Schülerbeförderungs-Aus trifft Teterower Taxi-Unternehmen hart
Der Landkreis Rostock hat seinen Fahrdienst für Schüler mit Handicap neu geregelt und komplett an den Fahrdienst des DRK vergeben. Diese Entscheidung hat gravierende Folgen für zwei etablierte Taxi-Unternehmen aus Teterow, die jahrzehntelang den Transport zu Förderschulen übernommen hatten.
Jahrzehntelange Erfahrung zählt plötzlich nicht mehr
Olaf Burmeister, Geschäftsführer des gleichnamigen Taxi und Krankenfahrten-Unternehmens, und seine Mitarbeiter hatten viele Jahre Kinder mit Handicap zu Schulen unter anderem in Güstrow und Rostock befördert. Ebenfalls betroffen ist der Taxi- und Mietwagen Service von Burkhard Kaumanns, der Schulkinder im Landkreis Rostock seit 20 Jahren zu ihren Bildungseinrichtungen gebracht hatte. „Sieben Touren habe mein Unternehmen täglich absolviert“, erklärt Geschäftsführer Burkhard Kaumanns die bisherige Routine.
Neue Ausschreibung bringt existenzielle Probleme
Seit Beginn des zweiten Schulhalbjahres fallen für beide Unternehmen diese wichtigen Fahrten nun weg. Der Landkreis Rostock hatte die Beförderung von Schulkindern zu Förderschulen 2025 neu ausgeschrieben und komplett neu vergeben. Burkhard Kaumanns hatte sich beworben, aber eine Absage erhalten. „Vielleicht waren meine Preise ja etwas zu hoch“, merkt er an. Da der Transport für zwei Jahre mit Option einer einjährigen Verlängerung ausgeschrieben war, habe er dahingehend auch kalkulieren müssen.
Doch eigentlich sei das gar nicht möglich, findet der Teterower Unternehmer. Wie soll man die Benzinpreise oder mögliche steigende Löhne für drei Jahre im Voraus berechnen?

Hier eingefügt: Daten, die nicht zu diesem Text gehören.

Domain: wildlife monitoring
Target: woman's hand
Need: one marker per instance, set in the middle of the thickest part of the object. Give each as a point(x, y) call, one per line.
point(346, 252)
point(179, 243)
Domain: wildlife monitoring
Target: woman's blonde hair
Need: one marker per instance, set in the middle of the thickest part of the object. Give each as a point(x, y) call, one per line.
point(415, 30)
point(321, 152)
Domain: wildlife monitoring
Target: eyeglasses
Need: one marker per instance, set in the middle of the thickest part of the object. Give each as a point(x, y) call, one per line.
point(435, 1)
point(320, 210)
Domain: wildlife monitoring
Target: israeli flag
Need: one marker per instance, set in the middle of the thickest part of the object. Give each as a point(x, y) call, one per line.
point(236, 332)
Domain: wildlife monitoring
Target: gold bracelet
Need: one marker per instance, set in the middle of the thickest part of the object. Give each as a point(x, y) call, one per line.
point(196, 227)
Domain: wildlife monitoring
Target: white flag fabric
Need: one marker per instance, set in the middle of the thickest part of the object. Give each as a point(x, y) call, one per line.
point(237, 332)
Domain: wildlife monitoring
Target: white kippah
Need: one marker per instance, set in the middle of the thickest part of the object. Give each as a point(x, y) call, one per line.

Ärgerlich sei auch gewesen, dass die Ausschreibung zu Beginn des neuen Schuljahres erfolgt sei, als die jeweiligen Touren gerade feststanden. Es sei ungünstig, feste Touren mitten im Schuljahr zu ändern, da sich die Kinder gerade an die Fahrer gewöhnt hatten.
Ausschreibungsbedingungen benachteiligen kleinere Betriebe
Darüber hinaus seien die Ausschreibungsbedingungen besonders für kleinere Fahrdienste ungeeignet gewesen. Während es früher möglich gewesen sei, sich auf jede einzelne Tour zu bewerben, seien nun mehrere Touren in einem Los gebündelt worden. Für Unternehmen mit wenigen Angestellten sei es daher schwierig, einen günstigen Preis zu kalkulieren und sich überhaupt an der Ausschreibung zu beteiligen.
Olaf Burmeister hat an der neuen Ausschreibung gar nicht erst teilgenommen. „Ich hatte zuvor schon das Minimum kalkuliert“, blickt er auf den Kostendruck zurück. Durch den Wegfall der Schüler-Beförderung würden seinem Unternehmen nun wichtige Einnahmen fehlen. Kündigungen sehe er aber erst einmal noch nicht vor. Er müsse erst einmal schauen, wie sich die Situation entwickelt.
Fünf Mitarbeiter bereits entlassen
Bei Burkhard Kaumanns schlägt der Einnahme-Wegfall der Schülerbeförderung dagegen richtig ins Kontor. So habe er fünf Mitarbeiter entlassen müssen. Eine Person sei nun zusätzlich ab 1. März in Rente gegangen. Nun seien in seinem Unternehmen nur noch 26 Leute angestellt – ein deutlicher Personalabbau, der direkt auf die veränderte Ausschreibungspraxis des Landkreises zurückzuführen ist.
Die beiden Teterower Unternehmen stehen exemplarisch für die Herausforderungen, die kleinere regionale Dienstleister bei öffentlichen Ausschreibungen oft haben. Während der Landkreis Rostock mit der Vergabe an den DRK-Fahrdienst wahrscheinlich administrative Vereinfachungen und möglicherweise Kosteneinsparungen anstrebt, bleiben die sozialen und wirtschaftlichen Folgen für die bisherigen Dienstleister erheblich.